The NHS has insisted it will stick to its guns and take a tough stance on key suppliers BT and CSC if they do not meet a delivery deadline for a workable patient records system.
Last week it announced a set of key metrics on which it will measure the suppliers, as part of the £12.7 billion (US$20.9 billion) National Programme for IT. This was an effort to make plain that simply switching on the systems will not be enough to prove workability. Analysts have questioned whether the suppliers will be able to demonstrate proof of scalability from their initial deployments.
An end of November deadline was set earlier this year for a workable patient system from the two suppliers, otherwise they could face termination.
One week after the new criteria were announced, both CSC and BT appear to be closing in on delivery. NHS Bury went live with the full version of its patient administration system this morning, and NHS Kingston plans to go live soon with a system from another supplier.
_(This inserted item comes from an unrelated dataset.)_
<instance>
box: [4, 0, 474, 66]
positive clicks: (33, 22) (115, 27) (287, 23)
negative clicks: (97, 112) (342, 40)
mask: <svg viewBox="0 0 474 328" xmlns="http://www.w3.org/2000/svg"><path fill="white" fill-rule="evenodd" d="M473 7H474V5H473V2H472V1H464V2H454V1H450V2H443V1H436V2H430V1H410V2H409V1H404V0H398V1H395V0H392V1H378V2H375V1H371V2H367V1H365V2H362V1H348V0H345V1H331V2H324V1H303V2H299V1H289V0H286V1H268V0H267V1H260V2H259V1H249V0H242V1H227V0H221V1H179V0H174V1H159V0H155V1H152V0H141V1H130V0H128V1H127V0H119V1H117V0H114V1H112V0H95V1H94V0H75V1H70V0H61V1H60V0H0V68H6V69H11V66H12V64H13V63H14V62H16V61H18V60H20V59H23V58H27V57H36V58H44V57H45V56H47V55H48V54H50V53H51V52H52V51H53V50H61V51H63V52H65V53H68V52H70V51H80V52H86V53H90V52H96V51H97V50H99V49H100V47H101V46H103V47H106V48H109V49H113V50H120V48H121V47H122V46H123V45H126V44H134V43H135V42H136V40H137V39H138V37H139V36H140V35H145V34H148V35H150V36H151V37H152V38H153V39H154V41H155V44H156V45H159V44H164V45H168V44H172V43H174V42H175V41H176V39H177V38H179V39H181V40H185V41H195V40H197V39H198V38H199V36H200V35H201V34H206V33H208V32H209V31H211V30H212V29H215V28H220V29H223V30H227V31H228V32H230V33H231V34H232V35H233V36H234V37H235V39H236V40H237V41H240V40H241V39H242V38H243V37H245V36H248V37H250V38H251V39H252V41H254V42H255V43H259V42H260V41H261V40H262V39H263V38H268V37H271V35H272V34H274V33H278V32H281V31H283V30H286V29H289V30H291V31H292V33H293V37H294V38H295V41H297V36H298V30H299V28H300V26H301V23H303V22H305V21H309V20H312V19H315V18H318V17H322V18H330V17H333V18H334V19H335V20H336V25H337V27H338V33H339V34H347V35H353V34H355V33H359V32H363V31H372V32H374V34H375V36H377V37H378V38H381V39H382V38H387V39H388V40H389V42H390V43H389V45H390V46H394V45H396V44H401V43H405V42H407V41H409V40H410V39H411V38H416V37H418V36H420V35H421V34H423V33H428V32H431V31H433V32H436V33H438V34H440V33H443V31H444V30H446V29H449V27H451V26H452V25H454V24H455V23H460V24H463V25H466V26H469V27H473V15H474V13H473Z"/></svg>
BT told Computerworld UK that it "expects to go live in the coming weeks" with the Cerner Millennium system. If it is rolled out in Kingston, as is understood, this would mark the first acute trust with BT systems to go live since an "improvement plan" was put in place earlier this year. The improvement plan was introduced after extensive rollout problems in other parts of London. Delivery at Kingston would be just ahead of the deadline.
CSC had not answered a query on its progress at the time of writing. But it has deployed an iSoft Lorenzo system at NHS Bury, which went live today, after missing a planned go live date last month.
Among the criteria set by the NHS is evidence that the suppliers have "capacity and capability" to deliver the systems on a large scale, across the NHS, by the 2015 programme end deadline.